Auf unsere Frage, ob das kleine Problem mit dem Lotgeber denn gelöst wurde antwortet der Mechaniker beim Verlassen des Schiffs: It should be ok for now. Hmmmm…
Während wie oben erwähnt noch viel am Schiff gearbeitet wird, gehen wir höflich den Mechanikern, Installateuren, Tapezierern, Elektrikern, Polierern und Rudi aus dem Weg und verbringen unsere Zeit dafür am Pool der Marina.
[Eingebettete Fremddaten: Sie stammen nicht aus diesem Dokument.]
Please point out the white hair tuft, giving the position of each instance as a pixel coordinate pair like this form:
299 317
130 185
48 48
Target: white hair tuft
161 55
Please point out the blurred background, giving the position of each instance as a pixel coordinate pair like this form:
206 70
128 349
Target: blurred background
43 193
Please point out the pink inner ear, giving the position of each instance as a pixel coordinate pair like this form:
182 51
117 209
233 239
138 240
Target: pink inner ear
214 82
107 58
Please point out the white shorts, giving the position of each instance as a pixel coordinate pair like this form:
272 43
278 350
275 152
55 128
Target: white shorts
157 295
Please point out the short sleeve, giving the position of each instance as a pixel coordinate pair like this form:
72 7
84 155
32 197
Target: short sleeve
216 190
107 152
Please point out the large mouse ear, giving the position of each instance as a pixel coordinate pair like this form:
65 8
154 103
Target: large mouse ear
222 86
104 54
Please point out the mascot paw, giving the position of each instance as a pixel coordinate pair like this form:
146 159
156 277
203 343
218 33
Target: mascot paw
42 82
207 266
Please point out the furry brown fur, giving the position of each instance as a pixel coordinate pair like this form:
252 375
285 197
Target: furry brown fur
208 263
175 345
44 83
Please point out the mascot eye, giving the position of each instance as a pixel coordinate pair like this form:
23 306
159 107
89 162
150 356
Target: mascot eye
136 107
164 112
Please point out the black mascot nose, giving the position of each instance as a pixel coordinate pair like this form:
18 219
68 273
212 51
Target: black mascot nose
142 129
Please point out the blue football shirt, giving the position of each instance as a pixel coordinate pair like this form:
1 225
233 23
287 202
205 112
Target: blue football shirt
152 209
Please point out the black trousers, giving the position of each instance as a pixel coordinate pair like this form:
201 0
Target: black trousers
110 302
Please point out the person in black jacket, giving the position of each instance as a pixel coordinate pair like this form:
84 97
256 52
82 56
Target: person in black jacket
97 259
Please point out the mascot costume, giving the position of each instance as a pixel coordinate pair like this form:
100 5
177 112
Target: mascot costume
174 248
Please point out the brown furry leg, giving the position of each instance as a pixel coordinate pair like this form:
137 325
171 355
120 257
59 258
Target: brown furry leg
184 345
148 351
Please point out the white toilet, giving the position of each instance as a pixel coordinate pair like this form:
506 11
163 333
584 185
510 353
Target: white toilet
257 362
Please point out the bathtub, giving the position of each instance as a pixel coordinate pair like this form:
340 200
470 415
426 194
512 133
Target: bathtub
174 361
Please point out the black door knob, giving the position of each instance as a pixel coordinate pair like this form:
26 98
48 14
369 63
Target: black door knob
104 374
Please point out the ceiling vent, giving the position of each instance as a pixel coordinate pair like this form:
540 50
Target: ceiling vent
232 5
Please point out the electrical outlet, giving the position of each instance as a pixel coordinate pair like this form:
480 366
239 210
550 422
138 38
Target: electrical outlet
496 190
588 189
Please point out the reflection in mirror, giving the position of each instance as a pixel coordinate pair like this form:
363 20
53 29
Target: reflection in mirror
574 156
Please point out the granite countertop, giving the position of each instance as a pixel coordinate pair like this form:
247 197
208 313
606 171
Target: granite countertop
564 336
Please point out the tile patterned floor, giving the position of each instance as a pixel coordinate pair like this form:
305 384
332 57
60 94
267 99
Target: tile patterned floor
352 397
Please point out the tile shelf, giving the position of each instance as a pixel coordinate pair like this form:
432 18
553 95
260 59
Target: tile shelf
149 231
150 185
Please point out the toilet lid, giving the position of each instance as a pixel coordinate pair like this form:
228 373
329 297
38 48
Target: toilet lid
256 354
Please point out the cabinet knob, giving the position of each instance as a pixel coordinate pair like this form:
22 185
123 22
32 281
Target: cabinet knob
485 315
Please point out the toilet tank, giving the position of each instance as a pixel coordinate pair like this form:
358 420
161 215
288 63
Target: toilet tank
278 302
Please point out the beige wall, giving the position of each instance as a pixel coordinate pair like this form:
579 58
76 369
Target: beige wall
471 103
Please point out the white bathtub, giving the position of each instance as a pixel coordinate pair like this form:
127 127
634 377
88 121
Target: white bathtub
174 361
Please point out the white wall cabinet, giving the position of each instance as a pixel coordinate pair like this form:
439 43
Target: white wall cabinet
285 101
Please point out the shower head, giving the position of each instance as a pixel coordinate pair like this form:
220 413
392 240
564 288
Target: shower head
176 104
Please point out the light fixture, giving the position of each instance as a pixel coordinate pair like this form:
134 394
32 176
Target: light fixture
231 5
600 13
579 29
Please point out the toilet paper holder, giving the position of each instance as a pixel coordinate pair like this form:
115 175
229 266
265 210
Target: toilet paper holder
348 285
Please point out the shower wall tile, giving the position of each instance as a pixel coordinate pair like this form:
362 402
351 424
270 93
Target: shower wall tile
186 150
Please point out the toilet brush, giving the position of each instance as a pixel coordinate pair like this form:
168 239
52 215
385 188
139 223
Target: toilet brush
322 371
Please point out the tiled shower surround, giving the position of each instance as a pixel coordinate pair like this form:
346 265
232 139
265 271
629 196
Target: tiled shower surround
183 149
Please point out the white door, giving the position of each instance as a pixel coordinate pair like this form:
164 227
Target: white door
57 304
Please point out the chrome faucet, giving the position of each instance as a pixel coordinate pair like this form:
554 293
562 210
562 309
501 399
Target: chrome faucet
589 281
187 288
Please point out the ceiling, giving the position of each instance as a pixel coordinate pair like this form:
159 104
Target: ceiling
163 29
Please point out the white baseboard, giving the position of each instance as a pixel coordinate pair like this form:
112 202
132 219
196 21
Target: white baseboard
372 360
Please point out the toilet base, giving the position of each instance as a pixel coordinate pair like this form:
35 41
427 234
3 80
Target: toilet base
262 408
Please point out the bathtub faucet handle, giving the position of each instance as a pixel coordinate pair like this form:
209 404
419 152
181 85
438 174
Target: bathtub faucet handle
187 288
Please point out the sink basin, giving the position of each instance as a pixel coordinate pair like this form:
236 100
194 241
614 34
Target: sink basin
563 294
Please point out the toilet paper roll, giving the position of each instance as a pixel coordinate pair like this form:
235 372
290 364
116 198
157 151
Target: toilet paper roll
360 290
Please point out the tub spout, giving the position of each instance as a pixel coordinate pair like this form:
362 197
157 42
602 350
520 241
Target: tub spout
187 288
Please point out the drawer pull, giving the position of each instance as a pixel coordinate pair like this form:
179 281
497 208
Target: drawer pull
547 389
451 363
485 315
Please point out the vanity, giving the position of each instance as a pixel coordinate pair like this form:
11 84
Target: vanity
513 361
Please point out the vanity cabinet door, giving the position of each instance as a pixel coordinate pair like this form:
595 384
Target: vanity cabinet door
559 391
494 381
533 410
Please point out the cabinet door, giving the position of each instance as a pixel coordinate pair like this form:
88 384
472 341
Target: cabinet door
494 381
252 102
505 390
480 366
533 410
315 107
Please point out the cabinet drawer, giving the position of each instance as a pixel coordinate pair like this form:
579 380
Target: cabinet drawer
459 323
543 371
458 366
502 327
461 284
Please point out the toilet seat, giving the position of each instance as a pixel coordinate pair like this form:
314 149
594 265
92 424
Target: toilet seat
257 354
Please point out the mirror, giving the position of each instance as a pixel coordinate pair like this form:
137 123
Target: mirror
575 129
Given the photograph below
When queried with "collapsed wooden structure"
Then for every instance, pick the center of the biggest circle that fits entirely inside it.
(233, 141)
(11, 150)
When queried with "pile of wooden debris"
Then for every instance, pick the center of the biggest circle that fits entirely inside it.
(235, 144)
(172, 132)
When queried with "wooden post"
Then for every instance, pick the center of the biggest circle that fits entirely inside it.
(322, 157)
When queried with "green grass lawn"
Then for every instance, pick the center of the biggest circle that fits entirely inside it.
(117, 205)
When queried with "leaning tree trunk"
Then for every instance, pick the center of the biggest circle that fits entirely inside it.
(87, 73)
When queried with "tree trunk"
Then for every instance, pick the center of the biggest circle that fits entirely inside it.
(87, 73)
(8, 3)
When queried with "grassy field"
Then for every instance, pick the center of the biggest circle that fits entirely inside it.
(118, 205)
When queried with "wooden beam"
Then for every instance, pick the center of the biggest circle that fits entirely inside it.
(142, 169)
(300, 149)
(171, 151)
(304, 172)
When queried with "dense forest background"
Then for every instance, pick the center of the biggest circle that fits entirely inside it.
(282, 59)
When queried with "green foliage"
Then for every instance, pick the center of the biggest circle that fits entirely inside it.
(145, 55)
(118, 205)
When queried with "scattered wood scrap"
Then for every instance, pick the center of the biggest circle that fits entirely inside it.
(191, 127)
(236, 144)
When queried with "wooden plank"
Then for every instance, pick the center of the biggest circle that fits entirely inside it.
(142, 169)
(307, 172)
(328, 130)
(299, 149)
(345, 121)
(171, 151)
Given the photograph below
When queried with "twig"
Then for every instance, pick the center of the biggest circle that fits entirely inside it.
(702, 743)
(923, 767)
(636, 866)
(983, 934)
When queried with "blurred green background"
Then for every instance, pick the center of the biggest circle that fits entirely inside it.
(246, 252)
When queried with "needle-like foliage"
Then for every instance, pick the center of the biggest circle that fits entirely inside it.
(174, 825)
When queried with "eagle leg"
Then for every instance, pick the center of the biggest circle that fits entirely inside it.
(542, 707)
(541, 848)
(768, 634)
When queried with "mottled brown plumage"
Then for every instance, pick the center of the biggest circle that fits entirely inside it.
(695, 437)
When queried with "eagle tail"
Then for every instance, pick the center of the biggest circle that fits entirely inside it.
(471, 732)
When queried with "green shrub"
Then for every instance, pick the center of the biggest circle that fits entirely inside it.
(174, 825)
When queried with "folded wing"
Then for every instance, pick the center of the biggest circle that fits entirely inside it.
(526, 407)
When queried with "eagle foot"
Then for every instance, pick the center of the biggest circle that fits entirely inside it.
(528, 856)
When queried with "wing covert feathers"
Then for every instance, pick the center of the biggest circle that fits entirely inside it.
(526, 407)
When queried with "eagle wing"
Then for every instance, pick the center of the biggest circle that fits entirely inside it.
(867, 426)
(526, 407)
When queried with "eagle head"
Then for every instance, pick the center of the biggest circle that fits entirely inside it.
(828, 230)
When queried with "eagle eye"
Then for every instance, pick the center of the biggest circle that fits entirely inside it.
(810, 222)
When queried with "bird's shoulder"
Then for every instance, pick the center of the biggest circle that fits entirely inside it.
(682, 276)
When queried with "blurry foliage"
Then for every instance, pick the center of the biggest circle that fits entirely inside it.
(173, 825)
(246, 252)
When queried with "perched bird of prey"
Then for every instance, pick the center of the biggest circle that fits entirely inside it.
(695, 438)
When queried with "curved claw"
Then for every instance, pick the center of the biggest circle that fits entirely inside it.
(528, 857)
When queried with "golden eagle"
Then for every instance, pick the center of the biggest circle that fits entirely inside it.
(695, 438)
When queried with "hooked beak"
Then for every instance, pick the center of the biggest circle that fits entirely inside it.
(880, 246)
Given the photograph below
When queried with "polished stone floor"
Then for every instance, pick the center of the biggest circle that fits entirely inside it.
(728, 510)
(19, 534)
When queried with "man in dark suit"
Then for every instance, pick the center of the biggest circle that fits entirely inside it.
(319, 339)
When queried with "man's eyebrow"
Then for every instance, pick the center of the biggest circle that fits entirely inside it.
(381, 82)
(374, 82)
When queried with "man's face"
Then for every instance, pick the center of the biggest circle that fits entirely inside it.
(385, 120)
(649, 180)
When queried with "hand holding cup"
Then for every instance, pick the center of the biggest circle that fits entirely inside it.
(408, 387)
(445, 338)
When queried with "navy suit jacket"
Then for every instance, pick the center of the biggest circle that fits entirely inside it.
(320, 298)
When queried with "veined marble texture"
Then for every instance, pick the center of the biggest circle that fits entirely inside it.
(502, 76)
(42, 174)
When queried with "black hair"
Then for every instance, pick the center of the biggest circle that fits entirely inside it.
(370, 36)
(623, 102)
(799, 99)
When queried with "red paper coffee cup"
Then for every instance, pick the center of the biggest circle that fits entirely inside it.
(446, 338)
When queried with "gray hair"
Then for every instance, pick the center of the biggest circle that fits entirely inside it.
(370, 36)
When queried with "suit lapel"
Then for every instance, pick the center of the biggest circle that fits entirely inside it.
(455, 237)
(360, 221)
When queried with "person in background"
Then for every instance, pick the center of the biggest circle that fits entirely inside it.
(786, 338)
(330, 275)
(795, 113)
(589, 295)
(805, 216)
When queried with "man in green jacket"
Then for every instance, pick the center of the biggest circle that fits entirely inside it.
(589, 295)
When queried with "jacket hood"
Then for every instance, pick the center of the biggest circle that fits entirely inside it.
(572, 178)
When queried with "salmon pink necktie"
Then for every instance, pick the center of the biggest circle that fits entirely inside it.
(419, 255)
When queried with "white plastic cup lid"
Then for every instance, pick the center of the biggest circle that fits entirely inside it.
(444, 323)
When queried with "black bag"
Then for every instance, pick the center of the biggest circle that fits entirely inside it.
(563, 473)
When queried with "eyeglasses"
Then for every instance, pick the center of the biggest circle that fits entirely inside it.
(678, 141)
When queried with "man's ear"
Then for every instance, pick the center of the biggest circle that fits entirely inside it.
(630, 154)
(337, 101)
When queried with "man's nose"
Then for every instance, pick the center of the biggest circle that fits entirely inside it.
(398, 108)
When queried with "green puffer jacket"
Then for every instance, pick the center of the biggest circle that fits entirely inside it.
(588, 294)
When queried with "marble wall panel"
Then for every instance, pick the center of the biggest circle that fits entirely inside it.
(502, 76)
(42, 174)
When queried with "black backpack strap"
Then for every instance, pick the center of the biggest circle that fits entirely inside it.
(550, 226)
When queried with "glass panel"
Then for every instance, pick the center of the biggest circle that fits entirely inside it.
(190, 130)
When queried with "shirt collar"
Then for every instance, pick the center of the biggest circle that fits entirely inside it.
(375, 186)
Während wir Zeit totschlagen, beobachten wir die pool lady beim Zeit totschlagen:
12:45 Ankunft Bernhard und Pia am Marinapool. Zwei sonnenbadende Gäste sind anwesend, 49 Sonnenliegen sind unbenutzt. Die Pool-Lady hält uns mit der Frage nach einer Reservierung auf. Wir schauen fragend, sie rollt mit den Augen, gewährt uns aber die nachträgliche Reservierung für heute. Wir reservieren gleich auch für den nächsten Tag, weiter im Voraus ist leider nicht möglich. Dank der Eintragung in die Reservierungsliste ergattern wir zwei Liegen, dann sind nur noch 47 frei. Dann einsames Baden im Pool. Die Sonnenbadenden verlassen das Gelände, drei neue tauchen auf – nur noch 46 Liegen frei. Die Pool-Lady beginnt mit ihren Tätigkeiten: Pool reinigen, Rasensprenger aufdrehen, eingehendes Studieren der Reservierungsliste mit insgesamt drei Namen darauf, Sonnenliegen waschen, Boden schrubben. Dann alles wieder von vorne. Ihr T-Shirt gibt preis, dass sie wohl auch Rettungsschwimmerin ist. Die maximale Tiefe ist 1,40 m, aber sicher ist sicher.

Zeitsprung.
16:30 Pia und Bernhard sitzen an der Poolbar. Es regnet, doch das schreckt pool lady nicht ab. Sie wäscht 40 Minuten lang im Nieselregen die Liegen. Dann wieder der Rasensprenger, die Reservierungslisten studieren, Pool reinigen. Wir sitzen unter dem Regenschirm und sind fasziniert von dieser Konsequenz.

Der nächste Tag
11:00 pool lady reichts mit uns. Wir sollen nicht nach Lust und Laune vorbeikommen und uns auf die Liste eintragen, sondern tunlichst am Vormittag anrufen und telefonisch unsere ausländischen Namen buchstabieren, damit sie uns auf die Liste schreiben kann. Dazu ein Limerick:
Die Lady beim Pool ist ganz alleine.
Sie putzt die Sonnenliegen und Bodensteine.
Nur mit Reservierung ist ein Platz zu kriegen.
Sie putzt auch im Regen die leeren Liegen.
Badegäste gibt es keine.
In den Mittagspausen der Arbeiter und am Sonntag können wir auch noch ein paar Kleinigkeiten am Boot erledigen. Alle to-do Listen sind über Bord geworfen und wir versuchen noch ein paar nervige Tasks fertig zu kriegen.
Unsere letzten Wochen an Land bestehen aus Bootsbedarf besorgen (hier noch Polierpaste, dort ein Weichschrubber, da noch ein neues Fall,…), Ausräumen der Wohnung und Verfrachten unseres Hab und Guts in Bernhards früheres Kinderzimmer und aufs Schiff. Eine schwierige Planung: Ok, das Ziel ist die Karibik, Start im Mittelmeer ist im Juli – wie viele Pullis brauch ich!? Wie viele Pfannen sind praktikabel? Und wie viele Bücher sind zweckmäßig und wann wird es prätentiös? Es wird sich weisen.